Orders reserved on Centre’s writ appeal on dual pricing of diesel
Orders are reserved on the writ appeal of the Union Petroleum Ministry to set aside an order dated March 14 last of a single judge, which restrained the ministry and oil companies from charging a higher price for diesel for State Transport Corporations in the Staste than the price charged for private retail customers.
The First Bench comprising Acting Chief Justice R K Agrawal and Justice N Paul Vasanthakumar reserved orders after hearing the arguments of Advocate-General A L Somayaji, Additional Solicitor-General P Wilson and oil companies senior counsel M Ravindran, on Monday.
The Bench had earlier asked the State government whether it was prepared to furnish bank guarantee for the differential amount to oil companies if the fuel was supplied to State Transport Corporations at the depots and if the government loses the case before the court.
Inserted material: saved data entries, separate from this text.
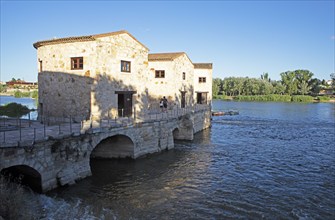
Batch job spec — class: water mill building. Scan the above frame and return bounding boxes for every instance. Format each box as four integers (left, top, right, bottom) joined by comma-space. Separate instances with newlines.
33, 30, 213, 122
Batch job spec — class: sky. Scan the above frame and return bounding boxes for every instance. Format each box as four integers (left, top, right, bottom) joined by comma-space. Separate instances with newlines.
0, 0, 334, 82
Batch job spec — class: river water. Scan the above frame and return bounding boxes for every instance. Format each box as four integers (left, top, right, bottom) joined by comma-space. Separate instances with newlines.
0, 95, 38, 120
1, 97, 334, 219
41, 100, 335, 219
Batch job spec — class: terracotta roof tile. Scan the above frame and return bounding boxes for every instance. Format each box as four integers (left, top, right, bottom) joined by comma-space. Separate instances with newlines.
33, 30, 148, 50
193, 63, 213, 69
148, 52, 186, 61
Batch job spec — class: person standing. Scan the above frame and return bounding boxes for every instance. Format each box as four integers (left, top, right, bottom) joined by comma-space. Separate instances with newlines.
163, 96, 168, 112
160, 98, 164, 112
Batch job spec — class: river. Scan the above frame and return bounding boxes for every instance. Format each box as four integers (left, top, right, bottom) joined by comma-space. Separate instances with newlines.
1, 98, 335, 219
40, 100, 334, 219
0, 95, 38, 120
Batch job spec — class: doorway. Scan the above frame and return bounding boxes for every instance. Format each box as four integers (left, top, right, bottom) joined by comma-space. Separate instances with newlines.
116, 91, 135, 117
196, 92, 208, 104
181, 91, 186, 108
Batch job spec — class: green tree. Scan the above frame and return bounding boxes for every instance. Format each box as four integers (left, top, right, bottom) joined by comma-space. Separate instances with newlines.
309, 78, 321, 95
280, 71, 298, 95
294, 69, 313, 95
235, 77, 244, 95
0, 85, 7, 93
272, 81, 285, 95
212, 78, 222, 97
330, 73, 335, 88
261, 72, 271, 82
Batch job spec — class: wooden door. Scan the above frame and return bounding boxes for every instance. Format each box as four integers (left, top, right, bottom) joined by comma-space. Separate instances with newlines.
118, 93, 133, 117
181, 92, 186, 108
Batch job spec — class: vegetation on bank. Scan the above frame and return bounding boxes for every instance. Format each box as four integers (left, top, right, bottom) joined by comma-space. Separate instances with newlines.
234, 94, 292, 102
13, 90, 38, 99
0, 102, 32, 117
0, 177, 36, 219
213, 70, 335, 102
233, 94, 324, 102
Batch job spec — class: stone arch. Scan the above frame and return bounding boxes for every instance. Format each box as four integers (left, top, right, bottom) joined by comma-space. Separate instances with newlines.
172, 126, 181, 140
1, 165, 42, 193
91, 134, 135, 159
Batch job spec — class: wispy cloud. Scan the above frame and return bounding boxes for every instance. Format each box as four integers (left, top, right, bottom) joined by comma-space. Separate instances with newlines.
331, 35, 335, 40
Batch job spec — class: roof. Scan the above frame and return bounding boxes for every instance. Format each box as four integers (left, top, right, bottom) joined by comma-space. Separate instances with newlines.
33, 30, 148, 50
148, 52, 193, 64
193, 63, 213, 69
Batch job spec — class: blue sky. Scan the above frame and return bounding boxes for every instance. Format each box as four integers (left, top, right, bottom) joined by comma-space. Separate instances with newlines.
1, 0, 334, 82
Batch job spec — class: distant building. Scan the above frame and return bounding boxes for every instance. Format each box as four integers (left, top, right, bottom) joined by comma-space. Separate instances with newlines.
33, 30, 213, 121
319, 88, 334, 95
6, 80, 38, 89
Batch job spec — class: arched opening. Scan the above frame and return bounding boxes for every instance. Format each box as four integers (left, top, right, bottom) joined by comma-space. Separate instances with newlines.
173, 128, 181, 140
1, 165, 42, 193
91, 135, 135, 159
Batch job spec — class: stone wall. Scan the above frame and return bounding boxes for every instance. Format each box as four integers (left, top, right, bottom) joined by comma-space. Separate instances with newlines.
193, 108, 212, 133
91, 34, 150, 118
37, 33, 150, 121
147, 54, 194, 110
194, 66, 213, 103
38, 72, 93, 122
0, 109, 211, 192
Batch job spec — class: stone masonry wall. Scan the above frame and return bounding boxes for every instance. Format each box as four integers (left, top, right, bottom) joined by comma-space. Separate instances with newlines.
91, 34, 149, 118
147, 54, 194, 110
0, 109, 211, 192
37, 33, 149, 121
194, 67, 213, 103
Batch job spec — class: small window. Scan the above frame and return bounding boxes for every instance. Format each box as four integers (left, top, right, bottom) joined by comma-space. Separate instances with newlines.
182, 72, 186, 80
71, 57, 83, 70
39, 60, 43, 72
121, 60, 131, 72
199, 77, 206, 83
155, 70, 165, 78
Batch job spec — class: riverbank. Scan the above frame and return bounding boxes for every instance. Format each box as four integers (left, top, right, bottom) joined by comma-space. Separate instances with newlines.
0, 90, 38, 99
213, 94, 335, 103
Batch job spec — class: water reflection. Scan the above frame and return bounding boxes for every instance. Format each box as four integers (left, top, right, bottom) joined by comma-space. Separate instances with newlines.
0, 96, 38, 120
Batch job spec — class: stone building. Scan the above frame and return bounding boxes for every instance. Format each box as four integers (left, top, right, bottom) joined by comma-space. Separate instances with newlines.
34, 30, 150, 121
148, 52, 195, 110
33, 30, 213, 121
194, 63, 213, 105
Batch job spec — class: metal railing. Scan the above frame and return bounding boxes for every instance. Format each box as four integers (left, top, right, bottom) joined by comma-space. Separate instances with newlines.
0, 104, 211, 147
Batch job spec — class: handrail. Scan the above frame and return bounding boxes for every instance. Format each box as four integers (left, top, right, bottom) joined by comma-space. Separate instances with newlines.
0, 104, 211, 147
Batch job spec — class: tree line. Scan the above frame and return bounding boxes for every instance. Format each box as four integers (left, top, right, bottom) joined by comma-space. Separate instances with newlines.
213, 70, 335, 98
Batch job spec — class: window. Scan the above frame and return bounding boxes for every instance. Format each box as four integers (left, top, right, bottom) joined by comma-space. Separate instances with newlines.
39, 60, 43, 72
71, 57, 83, 70
182, 72, 186, 80
155, 70, 165, 78
121, 60, 131, 72
199, 77, 206, 83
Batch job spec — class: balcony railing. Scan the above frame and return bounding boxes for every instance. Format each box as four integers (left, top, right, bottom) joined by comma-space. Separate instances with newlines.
0, 104, 211, 147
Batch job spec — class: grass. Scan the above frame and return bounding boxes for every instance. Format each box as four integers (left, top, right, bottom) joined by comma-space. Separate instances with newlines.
234, 94, 292, 102
291, 95, 314, 102
13, 90, 38, 99
214, 94, 331, 103
316, 96, 331, 102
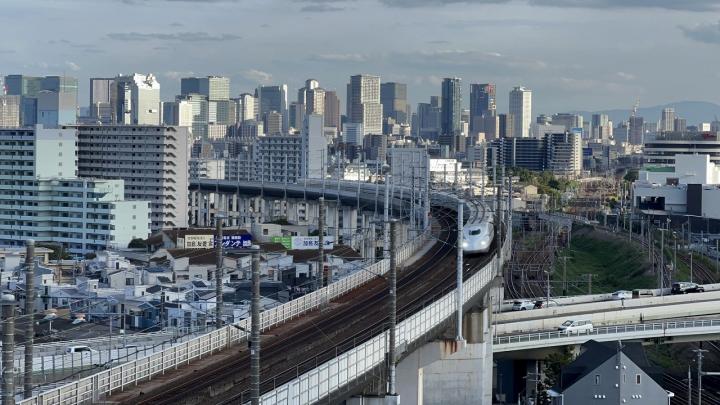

The AG submitted that the appellant was prepared to file an undertaking. However, Wilson and Ravindran said the Centre and oil companies were not prepared to accept it. Ravindran said that there were 1,500 bulk consumers in Tamil Nadu. Of these, 1,100 were supplied by Indian Oil Corporation alone. Following the interim order in favour of the STCs, if other bulk consumers also were to approach the court for similar relief, the loss to the oil companies would be around `400 crore per day. It was proposed to withdraw subsidy on diesel being given to private retail consumers in a few months. Then the price would become equal.
Wilson said granting injunction against a policy decision was not automatic. On several occasions, the Supreme Court had said that only in irreparable cases, injunction could be granted. In the present case, the single judge had granted an injunction at the inception stage. The single judge’s order was untenable, he argued.